For upper-tier establishments, the safety report is a detailed document containing a description of the facility and installations with significant accident hazard potential, the hazard identification study (including consequence modelling and quantitative risk assessment of large accident scenarios), the major accident prevention policy and safety management system, the design standards for the facility and its processes and the emergency response plan. The safety report is submitted to the HSA for approval in advance of commencement of construction, operation or the implementation of modifications with significant repercussions for major accident hazards.

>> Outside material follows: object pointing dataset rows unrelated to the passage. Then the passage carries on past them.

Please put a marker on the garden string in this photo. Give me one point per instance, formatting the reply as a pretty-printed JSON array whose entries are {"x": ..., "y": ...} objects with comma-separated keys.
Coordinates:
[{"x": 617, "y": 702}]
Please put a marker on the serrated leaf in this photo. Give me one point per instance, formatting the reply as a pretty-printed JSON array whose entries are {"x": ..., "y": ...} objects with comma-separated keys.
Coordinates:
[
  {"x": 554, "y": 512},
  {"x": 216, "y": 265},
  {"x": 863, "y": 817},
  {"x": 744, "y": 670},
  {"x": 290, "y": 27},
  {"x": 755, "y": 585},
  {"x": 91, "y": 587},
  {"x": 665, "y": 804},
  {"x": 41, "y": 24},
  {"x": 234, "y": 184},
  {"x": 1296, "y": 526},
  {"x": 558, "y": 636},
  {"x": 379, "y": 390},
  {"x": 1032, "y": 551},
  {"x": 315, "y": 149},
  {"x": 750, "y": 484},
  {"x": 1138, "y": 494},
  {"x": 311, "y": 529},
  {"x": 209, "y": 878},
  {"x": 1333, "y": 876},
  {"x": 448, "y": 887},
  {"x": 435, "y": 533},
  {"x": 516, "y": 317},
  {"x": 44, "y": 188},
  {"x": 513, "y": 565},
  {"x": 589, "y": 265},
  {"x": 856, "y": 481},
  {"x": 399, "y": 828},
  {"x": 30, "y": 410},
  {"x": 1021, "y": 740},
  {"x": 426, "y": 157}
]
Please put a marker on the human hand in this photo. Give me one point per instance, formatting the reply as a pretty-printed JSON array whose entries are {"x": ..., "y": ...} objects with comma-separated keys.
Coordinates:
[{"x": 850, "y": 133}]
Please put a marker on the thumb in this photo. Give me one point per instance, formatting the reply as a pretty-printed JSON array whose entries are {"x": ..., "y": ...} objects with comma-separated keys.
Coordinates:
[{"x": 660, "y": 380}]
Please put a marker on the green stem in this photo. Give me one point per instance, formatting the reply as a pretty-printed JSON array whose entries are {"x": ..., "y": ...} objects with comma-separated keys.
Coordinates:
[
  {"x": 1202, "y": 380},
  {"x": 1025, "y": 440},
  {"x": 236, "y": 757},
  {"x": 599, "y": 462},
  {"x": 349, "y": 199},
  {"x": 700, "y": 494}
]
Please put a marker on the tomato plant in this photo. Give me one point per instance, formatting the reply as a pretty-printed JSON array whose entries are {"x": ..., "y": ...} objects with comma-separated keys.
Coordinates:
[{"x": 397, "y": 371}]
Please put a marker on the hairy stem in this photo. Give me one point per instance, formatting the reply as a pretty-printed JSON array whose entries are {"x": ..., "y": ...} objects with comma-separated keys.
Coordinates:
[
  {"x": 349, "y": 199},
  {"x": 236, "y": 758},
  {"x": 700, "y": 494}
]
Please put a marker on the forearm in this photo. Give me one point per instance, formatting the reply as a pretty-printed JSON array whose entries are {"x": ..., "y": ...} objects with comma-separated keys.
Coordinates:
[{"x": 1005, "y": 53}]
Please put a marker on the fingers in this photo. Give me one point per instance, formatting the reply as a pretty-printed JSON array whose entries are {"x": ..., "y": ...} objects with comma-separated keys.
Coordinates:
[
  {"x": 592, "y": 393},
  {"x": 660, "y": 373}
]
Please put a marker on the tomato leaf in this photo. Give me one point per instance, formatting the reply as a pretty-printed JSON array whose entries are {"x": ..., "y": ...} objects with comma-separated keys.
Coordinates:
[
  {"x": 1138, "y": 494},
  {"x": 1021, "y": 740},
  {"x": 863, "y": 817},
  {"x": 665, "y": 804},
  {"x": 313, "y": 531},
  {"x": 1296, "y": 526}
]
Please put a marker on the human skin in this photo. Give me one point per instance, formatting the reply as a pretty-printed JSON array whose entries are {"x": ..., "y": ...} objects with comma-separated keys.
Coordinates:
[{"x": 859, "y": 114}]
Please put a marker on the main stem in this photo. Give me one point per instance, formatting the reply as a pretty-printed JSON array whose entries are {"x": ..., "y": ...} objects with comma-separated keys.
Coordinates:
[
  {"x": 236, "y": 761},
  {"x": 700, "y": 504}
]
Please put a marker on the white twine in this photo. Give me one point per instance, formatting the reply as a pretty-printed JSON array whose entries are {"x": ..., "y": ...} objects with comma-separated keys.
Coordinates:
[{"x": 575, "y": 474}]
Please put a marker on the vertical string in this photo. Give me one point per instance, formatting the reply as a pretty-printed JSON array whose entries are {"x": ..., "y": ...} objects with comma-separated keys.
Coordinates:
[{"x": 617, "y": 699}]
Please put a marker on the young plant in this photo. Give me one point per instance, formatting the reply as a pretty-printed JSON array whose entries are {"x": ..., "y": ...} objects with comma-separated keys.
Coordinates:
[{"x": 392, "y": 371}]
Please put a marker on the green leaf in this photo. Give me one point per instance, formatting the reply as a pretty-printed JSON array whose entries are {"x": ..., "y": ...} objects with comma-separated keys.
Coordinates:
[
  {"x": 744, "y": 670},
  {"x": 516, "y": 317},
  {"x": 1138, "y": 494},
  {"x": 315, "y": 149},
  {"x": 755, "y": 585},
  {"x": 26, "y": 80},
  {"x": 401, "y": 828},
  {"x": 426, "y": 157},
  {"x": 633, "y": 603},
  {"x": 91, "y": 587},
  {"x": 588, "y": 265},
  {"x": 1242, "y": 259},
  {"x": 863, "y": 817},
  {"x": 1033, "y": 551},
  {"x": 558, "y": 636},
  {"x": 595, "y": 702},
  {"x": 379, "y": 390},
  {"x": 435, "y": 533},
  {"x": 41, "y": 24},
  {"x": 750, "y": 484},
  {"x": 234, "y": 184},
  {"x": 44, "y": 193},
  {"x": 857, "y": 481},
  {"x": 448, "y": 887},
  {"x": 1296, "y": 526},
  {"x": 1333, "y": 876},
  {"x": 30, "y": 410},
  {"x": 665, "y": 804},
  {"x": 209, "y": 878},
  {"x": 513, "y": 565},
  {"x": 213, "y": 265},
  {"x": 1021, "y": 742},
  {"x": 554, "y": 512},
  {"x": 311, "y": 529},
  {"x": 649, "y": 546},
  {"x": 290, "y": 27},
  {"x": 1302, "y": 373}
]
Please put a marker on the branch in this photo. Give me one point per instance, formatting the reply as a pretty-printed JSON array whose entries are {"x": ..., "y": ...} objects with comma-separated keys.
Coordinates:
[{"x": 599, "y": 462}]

Safety report approval process
The timelines specified in the 2015 COMAH Regulations for obtaining approval following submission of the safety report to the HSA may have significant implications for commencement of construction and operation of new establishments, as this process will typically take seven months. The following illustrates how, for a new establishment, the safety report approval process could potentially impact the project timescale by more than a year:
It is essential therefore, that project managers factor safety report preparation and HSA approval into overall project timelines. In addition, modifications to existing sites (both upper and lower-tier) that constitute ‘significant changes’ must also be approved by the HSA before they can commence. This may include an increase in inventory due to the installation of a new storage vessel. In some cases, modifications will require planning permission to be obtained for developments that would otherwise be below the planning threshold.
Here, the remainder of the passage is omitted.